Using Chinua Achebe's Things Fall Apart as his first example, Professor Larsen analysed the dual disintegration of place-based community under colonial oppression: the external invasion of Igbo villages by British colonisers, and the internal disruption of traditional order caused by Okonkwo's individual heroic actions. He also discussed Achebe's strategy of transforming the coloniser's language and "sending it back" to the coloniser, highlighting the writer’s effort to assert cultural agency under conditions of power imbalance.

His second example was Mary McCarthy's The Group, which explores the fragile nature of a community of circumstance through the friendship among eight female graduates. Professor Larsen pointed out that such communities lack shared traditions and stable value systems; their members must constantly create rules to maintain relationships, making the community inherently unstable. The penetration of individualism further accelerates this instability.
The third case focused on the terrorist attack at the Bataclan theatre in Paris in November 2015, illustrating the complex layers of media-based community. The attack itself was organised through social media and dark-web networks, while survivors and families of victims rebuilt support networks through digital communication. Professor Larsen gave particular attention to a dialogue co-authored by the father of a victim and the father of one of the attackers. Their face-to-face conversation across hatred demonstrated that direct interpersonal communication remains a crucial path toward rebuilding communal recognition in the digital age. This case showed that, in an increasingly networked world, the question of agency has become central to literature's engagement with community.

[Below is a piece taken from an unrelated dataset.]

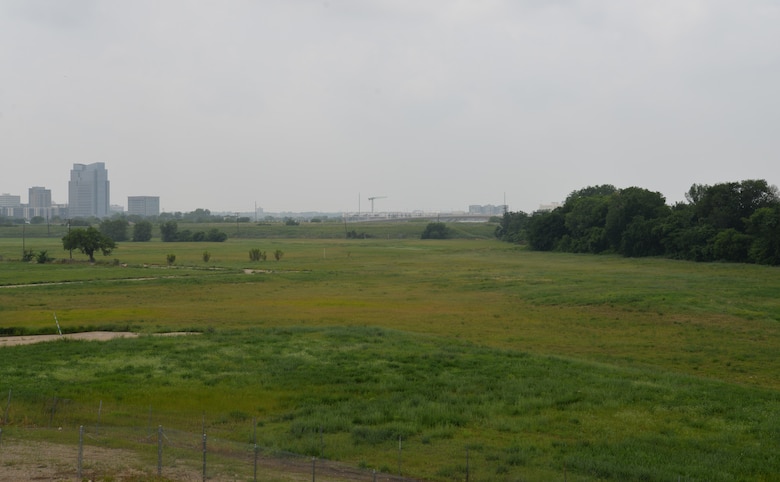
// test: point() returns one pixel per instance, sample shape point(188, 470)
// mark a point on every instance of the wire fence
point(85, 454)
point(39, 443)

The lecture was followed by a lively discussion. In response to a question on language choice among postcolonial writers, Professor Larsen outlined the debate between using the coloniser’s language to reach a global audience and returning to the mother tongue to build national literature. He further reflected on the nature of translation, arguing that translation should be understood as a form of “creative rewriting” rather than a simple transfer between languages. Responding to a question on agency and communal constraint, he emphasised that genuine agency does not mean standing outside community, but actively constructing one's position within it and creating meaning together with others.

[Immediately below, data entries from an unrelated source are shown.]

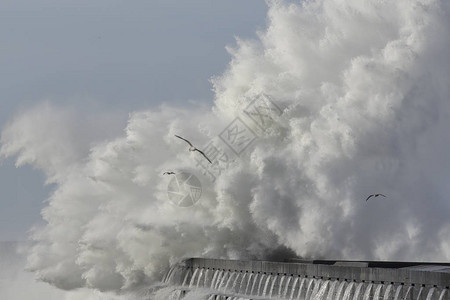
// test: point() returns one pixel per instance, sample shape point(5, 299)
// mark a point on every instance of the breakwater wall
point(312, 280)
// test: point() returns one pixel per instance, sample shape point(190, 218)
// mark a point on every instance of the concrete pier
point(408, 273)
point(312, 279)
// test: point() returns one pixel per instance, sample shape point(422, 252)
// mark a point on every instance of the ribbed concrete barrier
point(312, 280)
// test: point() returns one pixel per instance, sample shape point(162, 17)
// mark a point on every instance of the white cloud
point(365, 109)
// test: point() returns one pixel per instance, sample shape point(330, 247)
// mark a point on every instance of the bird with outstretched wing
point(193, 148)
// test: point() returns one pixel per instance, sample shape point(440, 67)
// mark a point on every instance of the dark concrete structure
point(313, 279)
point(409, 273)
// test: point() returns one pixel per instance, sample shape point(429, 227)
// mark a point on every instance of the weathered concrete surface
point(402, 273)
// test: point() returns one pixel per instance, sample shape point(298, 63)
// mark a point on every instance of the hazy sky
point(111, 57)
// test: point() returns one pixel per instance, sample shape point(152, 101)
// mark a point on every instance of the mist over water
point(364, 107)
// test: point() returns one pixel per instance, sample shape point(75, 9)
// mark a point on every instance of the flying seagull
point(192, 148)
point(374, 195)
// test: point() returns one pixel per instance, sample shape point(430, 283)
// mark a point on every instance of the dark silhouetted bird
point(192, 148)
point(374, 195)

With its broad literary vision and rich case studies, the lecture revealed the power of literature in constructing and reflecting on community, offering valuable intellectual inspiration to students and faculty and further enhancing Nanjing University's engagement in global humanities dialogue.
Professor Svend Erik Larsen's visit was supported by the "Nanjing University–Cambridge University Global Humanities Collaborative Innovation Platform Enhancement Programme", a special project the Nanjing University International Collaboration Initiative (NICI-GESP). As an important activity of the project in 2026, the visit contributed to the Institute's efforts to advance global humanities research, promote the diversification of literary studies, and strengthen doctoral training. It also deepened academic exchange between the Institute of Global Humanities and leading international scholarly communities, laying a solid foundation for future inter-institutional and interdisciplinary collaboration.
Looking ahead, the Institute of Global Humanities will continue to draw on the NICI-GESP project and the Nanjing University–Cambridge University Global Humanities Collaborative Innovation Platform to invite leading international scholars for academic exchange, build high-level scholarly platforms for faculty and students, and support the international development of humanities research at Nanjing University.